The workshop Enhancing and Exploring Epigraphic and Archaeological Data through e-Science was held at the e-Science Institute in Edinburgh on 10 and 11 February 2009. It was co-funded by the Arts and Humanities e-Science Theme and the British Academy. Attendees included editorial scholars engaged with the Inscriptiones Orae Septentrionalis Ponti Euxini (Ancient Inscriptions of the Northern Black Sea Coast) project, and computational specialists engaged in the digital representation, mark-up and analysis of epigraphic and archaeological data. The purpose was to scope and articulate next steps practical which the IOSPE project could take with respect to e-science and digital research.
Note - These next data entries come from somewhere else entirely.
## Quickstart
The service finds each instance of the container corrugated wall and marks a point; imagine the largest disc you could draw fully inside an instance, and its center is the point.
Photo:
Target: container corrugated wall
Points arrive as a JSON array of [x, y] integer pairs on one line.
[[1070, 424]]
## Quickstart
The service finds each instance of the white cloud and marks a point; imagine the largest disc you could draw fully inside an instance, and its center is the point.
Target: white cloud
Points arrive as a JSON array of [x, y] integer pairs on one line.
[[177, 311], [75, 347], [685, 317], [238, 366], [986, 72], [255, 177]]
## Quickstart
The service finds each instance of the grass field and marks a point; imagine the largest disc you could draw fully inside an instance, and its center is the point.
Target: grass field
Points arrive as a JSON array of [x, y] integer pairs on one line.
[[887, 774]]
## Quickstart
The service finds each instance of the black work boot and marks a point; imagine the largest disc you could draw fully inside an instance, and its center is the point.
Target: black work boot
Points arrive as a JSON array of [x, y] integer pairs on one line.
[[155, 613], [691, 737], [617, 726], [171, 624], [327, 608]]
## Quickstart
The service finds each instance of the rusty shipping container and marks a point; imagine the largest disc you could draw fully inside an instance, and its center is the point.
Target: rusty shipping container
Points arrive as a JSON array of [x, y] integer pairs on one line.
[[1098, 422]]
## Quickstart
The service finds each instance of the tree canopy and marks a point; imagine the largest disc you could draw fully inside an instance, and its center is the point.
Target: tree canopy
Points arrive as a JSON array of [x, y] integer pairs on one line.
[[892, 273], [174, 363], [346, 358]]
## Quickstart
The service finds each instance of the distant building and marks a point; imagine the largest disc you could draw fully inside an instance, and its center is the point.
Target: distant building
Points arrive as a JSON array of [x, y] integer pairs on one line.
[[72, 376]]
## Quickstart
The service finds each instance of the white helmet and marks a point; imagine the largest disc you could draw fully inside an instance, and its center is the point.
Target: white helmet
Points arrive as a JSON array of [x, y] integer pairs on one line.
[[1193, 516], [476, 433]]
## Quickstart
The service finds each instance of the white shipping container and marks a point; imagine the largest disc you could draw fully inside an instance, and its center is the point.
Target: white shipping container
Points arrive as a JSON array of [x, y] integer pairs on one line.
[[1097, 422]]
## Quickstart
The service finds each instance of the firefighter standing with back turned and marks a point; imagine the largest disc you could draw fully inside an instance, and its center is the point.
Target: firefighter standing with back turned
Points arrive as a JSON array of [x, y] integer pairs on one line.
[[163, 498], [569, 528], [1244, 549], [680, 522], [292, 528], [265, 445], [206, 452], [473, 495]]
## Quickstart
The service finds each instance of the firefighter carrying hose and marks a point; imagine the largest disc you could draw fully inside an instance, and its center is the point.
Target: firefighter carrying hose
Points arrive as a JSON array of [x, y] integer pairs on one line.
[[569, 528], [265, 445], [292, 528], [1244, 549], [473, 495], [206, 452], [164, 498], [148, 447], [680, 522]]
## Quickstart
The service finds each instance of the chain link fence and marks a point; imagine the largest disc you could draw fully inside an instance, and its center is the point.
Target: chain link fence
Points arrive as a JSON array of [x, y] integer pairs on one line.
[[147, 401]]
Epigraphic data is a critical source of information about the ancient Greek and Roman settlements in the Northern Pontic region and their interactions with indigenous, settled and nomadic populations. The inscriptions come from a range of time periods, and exist in both Greek and Latin. There has not been a new edition published for many decades.

The principle research questions considered by the workshop centred around the nature of the data, and the intellectual judgements needed in order to make meaningful connections between data. The principle technical entity discussed was EpiDoc, an open source XML standard used for marking up inscription data. As well as offering a flexible framework in which to publish inscriptions, it also allows the text to be structured according to semantic entities desired by the research community.

Multilingualism is a major issue. The inscriptions themselves were created in Latin and Greek, and much of the secondary texts (including commentaries) are written in several languages, including English, French and Russian. Besides the issues of understanding and translating, any digital platform will need be able to deal with non-Latin scripts (e.g. Greek, Cyrillic).

Epigraphers already encode and structure their data. The Leiden system is one example of this; as is Petrae. Although perhaps an obvious point, it should be (re)stated that the digital environment does not impose on text the physical constraints of a print publication. On the first day in particular, the discussion dealt at length with the problems posed by cumbersome and expensive ‘traditional’ book publication. Most mainstream academic publishers will simply not be interested in publishing hundreds, or even thousands, of colour images for academic purposes. An interesting distinction was drawn with the physical sciences, where an intellectual tradition of electronic publishing has developed: it was noted that this has led to a democratization of knowledge. Producing a digital edition, however, is in and of itself an interpretive research act. Traditional index and traditional contents pages document and refer to page numbers. Semantic, qualitative mark-up however, of the kind offered by EpiDoc, allows much richer searching and information retrieval, but deciding on the structure of such links is an interpretive rather than a technical process.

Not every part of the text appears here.